Contados por Eugênia Morais


Efêmero encontro

Se olharam profundamente por alguns breves momentos. Foi o bastante para fazer brotar um doce sorriso na fina boca daquela arrefecida  mulher e imutar a alma errante do solitário homem de coração amargo.
Depois daquela troca de olhar no entanto, tudo pareceu mudar.
Viveram momentos instantâneos de inigualável alegria como numa peça de teatro ambulante onde os atores só regressam nas eternas noites de insônia da imaginação.
Acolheram-se em abraços existentes apenas nas suas mentes.

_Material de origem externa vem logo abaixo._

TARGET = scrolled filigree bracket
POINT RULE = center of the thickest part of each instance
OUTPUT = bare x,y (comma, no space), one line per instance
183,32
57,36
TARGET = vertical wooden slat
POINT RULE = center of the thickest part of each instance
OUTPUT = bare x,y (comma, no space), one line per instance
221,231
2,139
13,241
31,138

Beijaram-se como a lua beija o sol.
Falaram-se com gestos de olhares e mímicas em pensamentos.
Viveram segredos como se antes de cada um não houvesse acontecido nada.

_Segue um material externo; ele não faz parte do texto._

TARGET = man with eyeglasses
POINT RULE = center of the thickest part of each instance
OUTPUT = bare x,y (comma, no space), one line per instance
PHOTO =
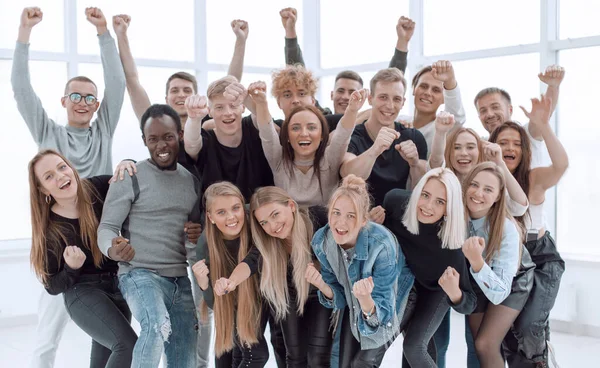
87,145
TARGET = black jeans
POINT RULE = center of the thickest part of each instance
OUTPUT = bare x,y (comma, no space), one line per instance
97,306
351,355
430,310
255,356
526,343
307,338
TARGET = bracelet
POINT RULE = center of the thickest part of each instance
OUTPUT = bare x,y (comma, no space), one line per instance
370,313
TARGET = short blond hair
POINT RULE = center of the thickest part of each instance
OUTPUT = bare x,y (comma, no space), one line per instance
295,75
217,87
389,75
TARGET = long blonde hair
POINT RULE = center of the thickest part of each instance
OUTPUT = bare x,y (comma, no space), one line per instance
273,280
47,235
453,229
247,315
497,214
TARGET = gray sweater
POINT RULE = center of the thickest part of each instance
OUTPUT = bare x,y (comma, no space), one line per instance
89,149
154,221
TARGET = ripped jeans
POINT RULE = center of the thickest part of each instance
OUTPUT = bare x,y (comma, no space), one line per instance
164,307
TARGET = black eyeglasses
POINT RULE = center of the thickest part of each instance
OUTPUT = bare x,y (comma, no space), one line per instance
76,98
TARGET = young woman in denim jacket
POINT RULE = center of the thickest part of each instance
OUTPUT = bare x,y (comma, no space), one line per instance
501,269
282,231
529,344
240,318
431,228
363,268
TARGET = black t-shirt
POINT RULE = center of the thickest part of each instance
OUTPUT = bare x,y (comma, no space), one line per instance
424,253
62,277
332,121
390,170
245,165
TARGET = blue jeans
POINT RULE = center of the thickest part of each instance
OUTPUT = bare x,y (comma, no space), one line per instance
164,307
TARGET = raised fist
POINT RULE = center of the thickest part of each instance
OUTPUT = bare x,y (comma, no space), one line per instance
74,257
96,17
121,23
357,100
384,139
473,249
121,250
31,16
443,71
409,152
240,28
405,28
288,19
258,92
444,122
553,75
196,106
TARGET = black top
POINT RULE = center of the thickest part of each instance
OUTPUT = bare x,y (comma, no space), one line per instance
318,217
390,170
332,121
232,247
62,277
424,253
245,165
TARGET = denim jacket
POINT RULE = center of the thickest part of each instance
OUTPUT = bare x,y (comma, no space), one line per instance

Amaram-se com irrestrita sutileza.
Sabiam no entanto, que depois dali fatalmente se separariam e se perderiam nas frias madrugadas dos alheios invernos.
E cada um seguiria seu caminho sem adeus nem lágrimas.

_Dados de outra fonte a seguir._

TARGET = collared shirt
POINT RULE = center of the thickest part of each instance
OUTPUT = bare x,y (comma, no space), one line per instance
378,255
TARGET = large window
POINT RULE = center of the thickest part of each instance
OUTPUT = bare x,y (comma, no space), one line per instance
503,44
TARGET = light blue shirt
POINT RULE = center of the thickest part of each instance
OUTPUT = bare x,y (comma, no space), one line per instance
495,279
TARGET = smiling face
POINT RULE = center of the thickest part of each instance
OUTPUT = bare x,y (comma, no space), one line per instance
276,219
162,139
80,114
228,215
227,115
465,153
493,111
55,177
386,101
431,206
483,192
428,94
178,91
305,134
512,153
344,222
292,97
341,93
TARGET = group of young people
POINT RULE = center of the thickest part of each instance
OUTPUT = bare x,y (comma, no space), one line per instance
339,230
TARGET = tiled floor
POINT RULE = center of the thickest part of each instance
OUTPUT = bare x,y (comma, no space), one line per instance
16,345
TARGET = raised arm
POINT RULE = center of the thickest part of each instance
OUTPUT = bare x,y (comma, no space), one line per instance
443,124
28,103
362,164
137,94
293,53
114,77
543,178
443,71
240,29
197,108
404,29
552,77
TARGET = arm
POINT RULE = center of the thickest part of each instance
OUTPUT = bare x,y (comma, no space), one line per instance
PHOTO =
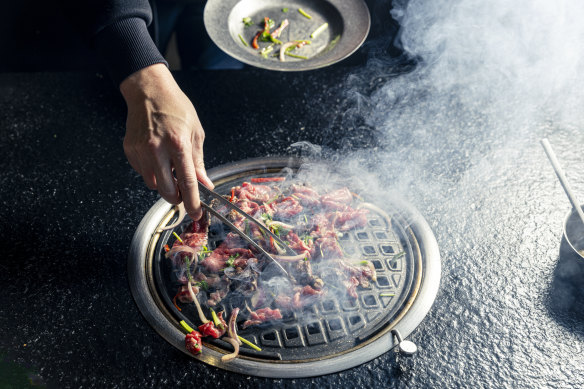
163,132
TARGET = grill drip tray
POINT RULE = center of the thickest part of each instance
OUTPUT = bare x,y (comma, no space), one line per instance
331,335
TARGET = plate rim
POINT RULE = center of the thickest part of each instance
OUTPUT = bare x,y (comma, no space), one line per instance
234,48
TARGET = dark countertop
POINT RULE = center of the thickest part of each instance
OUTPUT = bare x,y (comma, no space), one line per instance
510,311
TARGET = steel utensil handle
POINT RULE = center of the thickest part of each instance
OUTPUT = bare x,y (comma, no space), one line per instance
562,177
244,236
213,195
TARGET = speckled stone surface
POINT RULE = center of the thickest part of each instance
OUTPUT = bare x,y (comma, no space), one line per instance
510,311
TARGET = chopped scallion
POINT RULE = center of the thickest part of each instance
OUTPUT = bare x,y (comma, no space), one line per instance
319,30
295,55
303,13
177,237
250,344
243,40
186,326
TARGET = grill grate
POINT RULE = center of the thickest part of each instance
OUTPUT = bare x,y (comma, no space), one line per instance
337,323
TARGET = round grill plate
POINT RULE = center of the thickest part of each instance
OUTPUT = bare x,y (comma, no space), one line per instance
331,335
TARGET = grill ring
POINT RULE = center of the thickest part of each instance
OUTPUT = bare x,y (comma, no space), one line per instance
369,345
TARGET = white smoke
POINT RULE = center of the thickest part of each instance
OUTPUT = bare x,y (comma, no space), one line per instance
490,77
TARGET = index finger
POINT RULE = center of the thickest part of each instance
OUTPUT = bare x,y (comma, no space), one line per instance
186,178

Levariam consigo aquele segredo só deles, e carregariam n'alma uma lacônica esperança de algum dia voltarem a se encontrar — nessa ou em outra vida.

A bibliomante

Naquela manhã, exatamente naquela manhã, o que ela queria mais saber era do seu próprio futuro. Afinal já tinha adivinhado o futuro de tanta gente, por que não o seu próprio??
Pegou um livro de capa dura dourada na estante à sua frente. Era o mais bonito e volumoso que possuía na sua imensa coleção.
Com gestos calmos abriu o livro no meio em uma página escolhida ao acaso. Começou então a interpretação e à medida que lia desesperava-se.
— Não, não! Ela não ia esperar aquele futuro cruel que a esperava! — falou em voz alta.
Sorte desgraçada. Maldito infortúnio.
Com gestos mais calmos ainda — e decisivos —  queimou algumas folhas do livro.
Depois, serenamente e com passos decisivos  foi até o quarto ,pegou um veneno para ratos e sorveu-o de um só gole.
Pronto, agora sim, a sua sorte estava mudada.
Iria sim conseguir mudar o que a esperava, de uma maneira dolorosa, mas nem tanto quanto a que viu naquela página.
No dia seguinte, estampada nos jornais da cidade lá estava a sua morte revelada tragicamente. O seu futuro antecipando-se e sendo totalmente diferente daquele descoberto pelos seus dons de adivinhadeira.
Um futuro que ela nem chegou a ver, esperar, sequer adivinhar.